Dans un instant, avant de consacrer l’huile de joie, nous bénirons l’huile des catéchumènes,
« notamment ceux qui vont être marqués de cette huile dans l’ultime préparation à
leur illumination la nuit de Pâques. Mais elle nous dit surtout que la vie chrétienne
est un combat. Combat contre le mal, combat pour la justice, combat intérieur pour
acquérir la lucidité… Combat, non pas d’abord contre nos défauts naturels, souvent
nés de nos blessures, mais combat contre la tentation de nous sauver nous-mêmes,
combat pour s’abandonner à Dieu afin de ne rien vouloir d’autre que ce qu’il veut.

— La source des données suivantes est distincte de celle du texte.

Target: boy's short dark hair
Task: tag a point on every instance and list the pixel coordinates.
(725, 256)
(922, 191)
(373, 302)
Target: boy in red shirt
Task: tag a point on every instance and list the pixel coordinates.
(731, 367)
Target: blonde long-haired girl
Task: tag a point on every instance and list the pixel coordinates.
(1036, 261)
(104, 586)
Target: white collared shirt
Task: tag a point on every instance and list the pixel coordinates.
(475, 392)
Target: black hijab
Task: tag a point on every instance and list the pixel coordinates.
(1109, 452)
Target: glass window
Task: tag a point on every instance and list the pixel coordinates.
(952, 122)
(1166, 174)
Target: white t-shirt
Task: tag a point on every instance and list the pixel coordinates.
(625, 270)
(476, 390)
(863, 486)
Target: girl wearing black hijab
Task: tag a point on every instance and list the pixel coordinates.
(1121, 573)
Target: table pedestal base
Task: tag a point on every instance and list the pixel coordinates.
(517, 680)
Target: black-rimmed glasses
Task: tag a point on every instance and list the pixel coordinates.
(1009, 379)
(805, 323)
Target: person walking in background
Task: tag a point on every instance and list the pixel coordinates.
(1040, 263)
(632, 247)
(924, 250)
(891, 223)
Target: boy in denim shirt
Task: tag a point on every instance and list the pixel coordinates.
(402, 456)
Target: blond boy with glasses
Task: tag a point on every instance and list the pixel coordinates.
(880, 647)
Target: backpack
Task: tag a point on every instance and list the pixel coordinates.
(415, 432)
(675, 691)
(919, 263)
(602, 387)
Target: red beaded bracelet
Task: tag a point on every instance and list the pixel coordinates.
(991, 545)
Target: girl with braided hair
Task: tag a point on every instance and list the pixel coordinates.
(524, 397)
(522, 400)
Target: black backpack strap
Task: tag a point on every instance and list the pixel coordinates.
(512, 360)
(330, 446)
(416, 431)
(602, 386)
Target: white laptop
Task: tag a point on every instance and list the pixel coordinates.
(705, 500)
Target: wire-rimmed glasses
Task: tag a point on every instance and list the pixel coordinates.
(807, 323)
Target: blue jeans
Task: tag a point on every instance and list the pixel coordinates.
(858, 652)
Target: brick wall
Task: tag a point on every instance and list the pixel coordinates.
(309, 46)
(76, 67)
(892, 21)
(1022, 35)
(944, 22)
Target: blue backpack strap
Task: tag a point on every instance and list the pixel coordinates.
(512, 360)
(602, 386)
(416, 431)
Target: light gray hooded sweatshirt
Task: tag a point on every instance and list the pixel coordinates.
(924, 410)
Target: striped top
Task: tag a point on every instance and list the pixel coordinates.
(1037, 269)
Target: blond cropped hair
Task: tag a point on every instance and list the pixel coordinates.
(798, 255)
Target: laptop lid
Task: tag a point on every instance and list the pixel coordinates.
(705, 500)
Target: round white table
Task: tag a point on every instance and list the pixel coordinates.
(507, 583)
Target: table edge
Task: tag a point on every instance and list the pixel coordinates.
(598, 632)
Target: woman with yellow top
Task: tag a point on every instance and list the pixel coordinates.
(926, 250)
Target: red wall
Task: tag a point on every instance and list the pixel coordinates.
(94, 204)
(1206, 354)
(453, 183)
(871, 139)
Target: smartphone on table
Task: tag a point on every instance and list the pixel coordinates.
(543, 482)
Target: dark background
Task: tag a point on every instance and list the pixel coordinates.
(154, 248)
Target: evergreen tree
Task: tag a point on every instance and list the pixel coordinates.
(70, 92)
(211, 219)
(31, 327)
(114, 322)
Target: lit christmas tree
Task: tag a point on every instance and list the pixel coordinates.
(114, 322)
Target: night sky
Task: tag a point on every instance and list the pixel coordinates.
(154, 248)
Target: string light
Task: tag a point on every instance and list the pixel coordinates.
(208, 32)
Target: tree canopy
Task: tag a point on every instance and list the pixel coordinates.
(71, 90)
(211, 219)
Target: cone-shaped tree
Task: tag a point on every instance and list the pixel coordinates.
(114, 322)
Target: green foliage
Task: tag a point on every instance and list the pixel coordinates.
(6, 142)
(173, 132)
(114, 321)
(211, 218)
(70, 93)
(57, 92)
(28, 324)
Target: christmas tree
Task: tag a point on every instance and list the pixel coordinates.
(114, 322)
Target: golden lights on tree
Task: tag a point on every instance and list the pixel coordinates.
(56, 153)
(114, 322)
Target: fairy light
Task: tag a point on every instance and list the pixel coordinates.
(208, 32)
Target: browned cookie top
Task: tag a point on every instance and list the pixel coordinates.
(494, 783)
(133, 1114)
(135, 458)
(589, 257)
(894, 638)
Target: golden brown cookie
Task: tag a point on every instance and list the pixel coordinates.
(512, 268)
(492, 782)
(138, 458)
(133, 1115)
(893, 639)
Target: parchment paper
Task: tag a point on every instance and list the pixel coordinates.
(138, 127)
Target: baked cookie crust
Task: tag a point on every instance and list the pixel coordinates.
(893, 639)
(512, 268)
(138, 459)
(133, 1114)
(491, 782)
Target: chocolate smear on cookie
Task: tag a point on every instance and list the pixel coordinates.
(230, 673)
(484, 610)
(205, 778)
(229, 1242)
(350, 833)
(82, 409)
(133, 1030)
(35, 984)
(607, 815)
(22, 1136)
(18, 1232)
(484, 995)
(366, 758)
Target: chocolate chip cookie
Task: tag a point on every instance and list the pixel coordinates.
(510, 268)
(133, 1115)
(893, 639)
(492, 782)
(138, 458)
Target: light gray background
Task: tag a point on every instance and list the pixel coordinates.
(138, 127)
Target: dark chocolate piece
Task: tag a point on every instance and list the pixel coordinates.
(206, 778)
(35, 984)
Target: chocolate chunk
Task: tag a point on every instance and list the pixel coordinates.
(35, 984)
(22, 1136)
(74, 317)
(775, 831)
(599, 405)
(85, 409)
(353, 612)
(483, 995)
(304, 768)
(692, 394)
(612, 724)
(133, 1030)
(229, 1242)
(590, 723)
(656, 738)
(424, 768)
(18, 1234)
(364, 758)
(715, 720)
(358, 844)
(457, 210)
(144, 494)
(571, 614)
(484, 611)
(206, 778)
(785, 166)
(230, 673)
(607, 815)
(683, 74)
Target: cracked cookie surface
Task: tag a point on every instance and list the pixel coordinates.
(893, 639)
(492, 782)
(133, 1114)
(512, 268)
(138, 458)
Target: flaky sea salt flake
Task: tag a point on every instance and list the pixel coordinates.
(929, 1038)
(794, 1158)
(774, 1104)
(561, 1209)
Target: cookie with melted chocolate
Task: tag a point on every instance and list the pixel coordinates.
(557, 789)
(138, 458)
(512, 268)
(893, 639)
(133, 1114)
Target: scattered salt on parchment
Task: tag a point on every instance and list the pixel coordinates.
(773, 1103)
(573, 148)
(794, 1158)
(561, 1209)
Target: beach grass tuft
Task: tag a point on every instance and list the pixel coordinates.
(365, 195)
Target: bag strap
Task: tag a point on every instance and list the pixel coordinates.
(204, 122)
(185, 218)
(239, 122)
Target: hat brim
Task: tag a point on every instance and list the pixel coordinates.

Et ce combat n’est pas seulement personnel, il se vit dans nos communautés
fraternelles à chercher ensemble la volonté de Dieu, à recevoir ensemble la force qu’il
3
François,Laudato sii, 223
nous communique dans la prière et par les sacrements, à aimer ce monde, le nôtre,
auquel il nous envoie manifester sa miséricorde.
Le royaume de Dieu accompli, pour l’Apocalypse, nous venons de l’entendre, c’est
la grande lamentation des tribus de la terre sur le Christ « qui nous aime, qui nous a
délivrés de nos péchés par son sang, qui a fait de nous un royaume et des prêtres pour son Dieu et
Père ». Les larmes des tribus humaine naîtront de la découverte de la miséricorde de
Dieu révélée sur la croix du Sauveur car alors elles- mêmes exprimeront ce
bouleversement du cœur qui est la miséricorde. Il est bon, pour conclure, sur ce
thème de citer notre Père Jean de Fontfroide. A un moraliste qui s’inquiétait de sa
bienveillance pour ses pénitents, le Père Jean répondait : « Le bon Dieu n’a pas étudié la
théologie dans vos manuels. Vous en faites un théologien. Il s’appelle la miséricorde »4 .
C’est cela qu’il nous faut annoncer.
+ Alain Planet
4
P. CAPELLE,Le Père Jean, Retaux-Privat, 1903, p. 269.